21 de agosto de 2012

Recomeço



Recomeço.

Pego na flor de linho como se fosse um pequeno pedaço de céu, e sacio-me na sua vontade de ser, manto ou véu, o mais fino pano sob o manjar dos deuses.
Olho-me para dentro, seguro firmemente nas pontas desfiadas dos dias iguais, detenho-me nos nós lenhosos e nos sarilhos do fio, e recomeço, de lágrimas pregadas na saia e de fuso na mão, sem medo de picar os dedos, fiando e bordando o tanto que me falta.

Para me amparar dos cansaços, trago o pólen colhido no silêncio das serras, no canto dos rios mansos, no gemido da terra quente, na resina viva das raízes levantadas ao vento e na festa louca das cigarras. Dentro do meu tear serei colmeia, onde as palavras se adoçam, as feridas sempre saram, e a luz não desiste de enxergar melhor o mundo.

Recomeço.

Entrego aos deuses os meus gestos pequenos, de mãos a crescerem no amor das abelhas, retalhos de  paisagem cravada na alma. Só eles sabem o que em mim valerá a pena, um dia, fazer-se poema.


11 comentários:

Rosa Carioca disse...

Eu sei que sempre me repito mas... o que posso dizer?
Adoro ler os seus textos!

Rogério G.V. Pereira disse...

Sabes poeta
que sempre me acode falar
e pensar
num recomeço qualquer
E desisto
Talvez tenhas tu razão
em afastar gente da tua frente
do teu lado e nem sequer a ver
na moldura da janela.
Passo a contar apenas, à tua imagem,
Com os retalhos da paisagem...

Não estou seguro de ser um recomeçar
Mas vou tentar

A.S. disse...

És a colmeia onde as palavras de adoçam,
onde as abelhas se esmeram na simetria dos favos,
onde as fragrâncias enebriam os sentidos,
onde o mel é seiva libertadora,
onde me sinto abelha!...

BELISSIMO TEXTO MARIA JOÃO!!!

Um abraço,
AL

Lídia Borges disse...


Lendo como quem bebe só me ocorre uma afirmação:

«Recomeça... se puderes, sem angústia e sem pressa e os passos que deres, nesse caminho duro do futuro, dá-os em liberdade, enquanto não alcances não descanses, de nenhum fruto queiras só metade.»
Miguel Torga

Um beijo

Fá menor disse...

Toda a vida será um poema, se vivida assim em "pequenos detalhes", tão doces, ainda que sofridos.

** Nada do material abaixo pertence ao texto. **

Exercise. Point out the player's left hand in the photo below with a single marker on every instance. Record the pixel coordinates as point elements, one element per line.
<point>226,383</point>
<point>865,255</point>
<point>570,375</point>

Obrigada, Maria João, é muito bom ler-te.

Bjinhos

Mar Arável disse...

Um texto imenso

com palavras em relevo

Belíssimo

Professora Lu disse...

Como sempre um arraso!
Gosto demais da tua sensibilidade e da maneira que usa as palavras para exprimir os sentimentos reclusos que querem se libertar!
Parabéns!

AC disse...

Há saberes de raiz profunda, que passam por nós de forma delicada, quase despercebida. E, no entanto, são eles o garante da perpetuação da luz, por ínfima que seja. Há-de chegar o dia em que o sol lhes fará a devida honra.

Beijo :)

Mel de Carvalho disse...

... há uma estrada que só as almas genuinamente atentas conhecem.
há uma esquina do tempo, um recomeço, nunca igual e sempre possível, que aprimora a vida, a suaviza, a adoça e humaniza,
e,
a mestria dos desuses, face à escolha do que, de cada um de nós, remanescerá, poema...
...

recomeço, hoje, aqui, as leituras que me acrescem.

Beijo e saudades, minha amiga. obrigada, Joãozinha, obrigada...

Mel

Bergilde disse...

Reflexões profundas que comunicam sentimentos intensos de alguém que consegue capturar cada pequena nuance do verbo complexo e ao mesmo tempo simples chamado Amar.
Abraços,

Virgínia do Carmo disse...

Não há recomeços que me bastem para reorganizar as palavras que te hão-de dizer o quanto tu me disseste hoje. Comoves-me sempre.